Naiknya permukaan air laut karena gravitasi bulan dan matahari adalah penyebab alami utama banjir rob. Ketika pasang laut mencapai titik tertinggi—terutama saat bulan purnama atau perigee (jarak terdekat bulan ke bumi)—air laut bisa meluap ke daratan, terutama di daerah pesisir yang rendah.
b. Perubahan Iklim dan Kenaikan Muka Air Laut
Pemanasan global menyebabkan es di kutub mencair dan meningkatkan volume air laut secara keseluruhan. Akibatnya, permukaan laut naik secara bertahap dari tahun ke tahun. Kenaikan ini memperbesar risiko banjir rob, terutama di kota-kota pesisir yang padat penduduk dan minim perlindungan alami.
c. Penurunan Muka Tanah (Land Subsidence)

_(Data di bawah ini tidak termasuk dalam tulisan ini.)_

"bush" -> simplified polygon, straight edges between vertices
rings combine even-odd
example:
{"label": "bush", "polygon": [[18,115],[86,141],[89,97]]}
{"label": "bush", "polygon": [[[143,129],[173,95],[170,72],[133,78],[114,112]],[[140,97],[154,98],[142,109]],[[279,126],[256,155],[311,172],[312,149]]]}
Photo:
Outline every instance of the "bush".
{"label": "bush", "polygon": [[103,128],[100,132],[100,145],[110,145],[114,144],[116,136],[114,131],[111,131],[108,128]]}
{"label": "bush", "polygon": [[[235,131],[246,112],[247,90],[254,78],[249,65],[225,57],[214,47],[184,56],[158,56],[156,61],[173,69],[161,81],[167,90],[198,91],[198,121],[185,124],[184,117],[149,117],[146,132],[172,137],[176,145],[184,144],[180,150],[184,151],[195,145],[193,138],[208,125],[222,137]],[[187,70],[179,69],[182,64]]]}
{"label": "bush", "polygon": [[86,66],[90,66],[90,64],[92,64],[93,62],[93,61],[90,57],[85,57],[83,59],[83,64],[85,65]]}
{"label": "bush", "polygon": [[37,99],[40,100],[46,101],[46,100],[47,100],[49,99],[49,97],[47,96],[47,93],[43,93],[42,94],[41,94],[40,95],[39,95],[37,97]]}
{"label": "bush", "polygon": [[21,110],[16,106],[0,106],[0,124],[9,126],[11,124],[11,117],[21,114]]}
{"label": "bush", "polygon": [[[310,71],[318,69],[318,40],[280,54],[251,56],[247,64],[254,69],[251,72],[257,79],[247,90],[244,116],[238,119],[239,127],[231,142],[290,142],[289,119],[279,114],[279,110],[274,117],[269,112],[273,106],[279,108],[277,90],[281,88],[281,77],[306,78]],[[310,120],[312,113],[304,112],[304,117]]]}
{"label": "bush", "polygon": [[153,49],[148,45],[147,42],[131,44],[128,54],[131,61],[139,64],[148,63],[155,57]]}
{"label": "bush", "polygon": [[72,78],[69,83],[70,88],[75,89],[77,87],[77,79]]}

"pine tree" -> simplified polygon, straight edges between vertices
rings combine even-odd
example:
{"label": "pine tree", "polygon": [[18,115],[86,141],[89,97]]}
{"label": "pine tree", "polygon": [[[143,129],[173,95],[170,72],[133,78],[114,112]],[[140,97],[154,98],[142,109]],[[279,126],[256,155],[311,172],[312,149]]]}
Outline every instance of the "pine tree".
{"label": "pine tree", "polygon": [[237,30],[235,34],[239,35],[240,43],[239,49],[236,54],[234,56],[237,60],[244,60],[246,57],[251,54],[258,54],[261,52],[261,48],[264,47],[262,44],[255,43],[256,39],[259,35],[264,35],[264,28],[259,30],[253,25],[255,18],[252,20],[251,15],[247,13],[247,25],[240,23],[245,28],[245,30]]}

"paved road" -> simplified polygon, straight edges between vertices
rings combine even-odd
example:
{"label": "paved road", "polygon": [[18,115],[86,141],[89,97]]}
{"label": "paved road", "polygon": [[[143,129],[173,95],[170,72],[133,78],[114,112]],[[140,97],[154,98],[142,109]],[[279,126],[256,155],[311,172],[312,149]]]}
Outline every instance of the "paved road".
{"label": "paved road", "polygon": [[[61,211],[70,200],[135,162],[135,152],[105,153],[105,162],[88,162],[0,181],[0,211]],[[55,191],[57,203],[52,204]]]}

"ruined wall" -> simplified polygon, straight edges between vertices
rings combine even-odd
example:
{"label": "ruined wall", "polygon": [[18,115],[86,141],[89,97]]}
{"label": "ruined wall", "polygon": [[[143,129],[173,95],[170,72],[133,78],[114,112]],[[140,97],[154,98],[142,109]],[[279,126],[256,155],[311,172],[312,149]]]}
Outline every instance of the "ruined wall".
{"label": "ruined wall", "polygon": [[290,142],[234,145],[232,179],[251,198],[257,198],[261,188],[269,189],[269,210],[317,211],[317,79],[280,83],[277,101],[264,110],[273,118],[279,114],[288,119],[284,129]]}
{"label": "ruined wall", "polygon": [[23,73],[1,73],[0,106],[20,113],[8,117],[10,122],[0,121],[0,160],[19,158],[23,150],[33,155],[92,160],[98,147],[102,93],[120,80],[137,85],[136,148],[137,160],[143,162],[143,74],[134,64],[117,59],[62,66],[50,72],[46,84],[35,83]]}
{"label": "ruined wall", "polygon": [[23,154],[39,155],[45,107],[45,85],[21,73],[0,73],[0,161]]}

Kegiatan manusia seperti penyedotan air tanah secara berlebihan menyebabkan tanah di wilayah pesisir perlahan-lahan tenggelam (subsiden). Ketika muka tanah turun lebih cepat dibanding naiknya air laut, risiko rob meningkat tajam. Jakarta Utara, misalnya, mengalami penurunan tanah hingga 10–20 cm per tahun di beberapa wilayah.
d. Hilangnya Sabuk Hijau Pesisir (Mangrove dan Vegetasi Pantai)
Penggundulan mangrove untuk tambak, permukiman, atau proyek reklamasi menghilangkan pelindung alami dari gelombang laut dan pasang tinggi. Tanpa vegetasi penahan, air laut lebih mudah menerobos daratan.
e. Pembangunan di Zona Rawan Rob
Banyak wilayah pesisir yang mengalami urbanisasi tanpa memperhatikan risiko banjir rob. Pembangunan permukiman, industri, atau pelabuhan di dataran rendah yang seharusnya menjadi zona penyangga memperbesar potensi terkena rob.